I just read this having been on the other side of the coin.
A gay friend of my housemate and mine became VERY into me. At first I thought it was just his forward nature and kinda played along teasingly as he knew I was straight. It started to freak me out when he came round and would follow me into my bedroom and tried to proposition me multiple times while we were alone after I hung out with them. I told him no and that it's not going to happen. I thought it was just being left there and he would take no as an answer and I left and he went back to hang out with my housemate.

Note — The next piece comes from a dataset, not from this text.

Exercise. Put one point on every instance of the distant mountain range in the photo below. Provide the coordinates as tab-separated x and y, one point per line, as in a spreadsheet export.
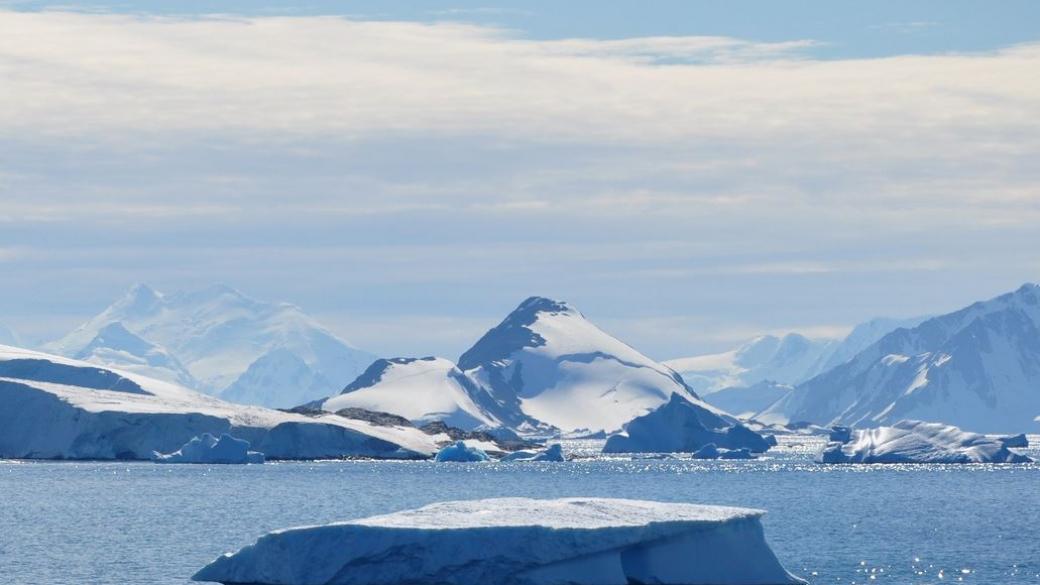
978	369
790	359
218	341
545	365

The next time he was round I hung out with them again. My housemate, the chap in question and I all got high on E and GBL. When she (my housemate) passed out and I was in somewhat of a compromised state he relentlessly tried to fuck me. Kept trying to put his hands down my pants, or getting me to get naked with him, asked if he could give me head; tried to kiss me several times, I had to push his hand from under my top many times.

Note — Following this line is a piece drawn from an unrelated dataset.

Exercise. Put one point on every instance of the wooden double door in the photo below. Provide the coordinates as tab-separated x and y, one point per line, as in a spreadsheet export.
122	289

Eventually when I regained some mobility functions I left. Although the attention was flattering, it was frustrating that he wouldn't take no as an answer and wouldn't leave it even knowing that I was straight.
He was round a few weeks later and I decided that I wasn't going to interact with him because I didn't want to build up any hope in his mind; but he made every effort to bump into me whenever I was walking around the house. He wandered into the kitchen in his boxers when I was making dinner after I got home from work (not the best time for anyone to be pressuring me lol), kept trying to touch me up, asking me to fuck him. I left and locked myself away in my room.
Since then he has made several advancements over Facebook and tried to get me to invite him out. The sad thing is, he's a nice guy aside from the above and had he not been so relentless I probably would have hung out with him as a friend and he would have had me in his life to some degree. As much as he liked me, he couldn't respect how I felt... If I were gay, or a girl had been acting the same to me; alarm bells would ring, because the fundamental aspect of a relationship (in my mind) is mutual respect, and that wasn't offered, as it wouldn't be if you were to peruse the guy you like, knowing that he wont feel the same.
It's back-fired on him now; I told him that I'm not interested in the kindest ways plenty of times, but he clearly doesn't respect that boundary or my sexuality and so I've had to cut ties with him for both our sake.
If you really, and I mean REALLY love this guy, you need to be selfless and think about his happiness and respect that he is straight. I know he's not told you no, but the fact that he's straight and in a relationship with a girl should be enough indication that it's not happening. The more effort you put in and receive nothing back, the more broken you'll feel.
It's hard, but be happy that he's happy with someone he wants to be with. It hurts, but no matter what your sexuality, there's always going to be someone you can't have. It drives us fucking crazy and hurts like hell; but if you left school 18 months ago, you're still young, and have a much MUCH longer time than you've already experienced to find someone who will be interested in you and will return that love equally. That will be far more satisfying and rewarding than tricking someone into being with you; and to be 100% honest, if the aforementioned guy tried tricking me, then it definitely wouldn't go down well.
Obviously the above situation is different from your's in many ways; but none the less, a homosexual guy hounding a heterosexual guy when thinking only about their own desires doesn't always go down a storm, and I'd advise focusing your energy on you and finding other ways to make yourself happy.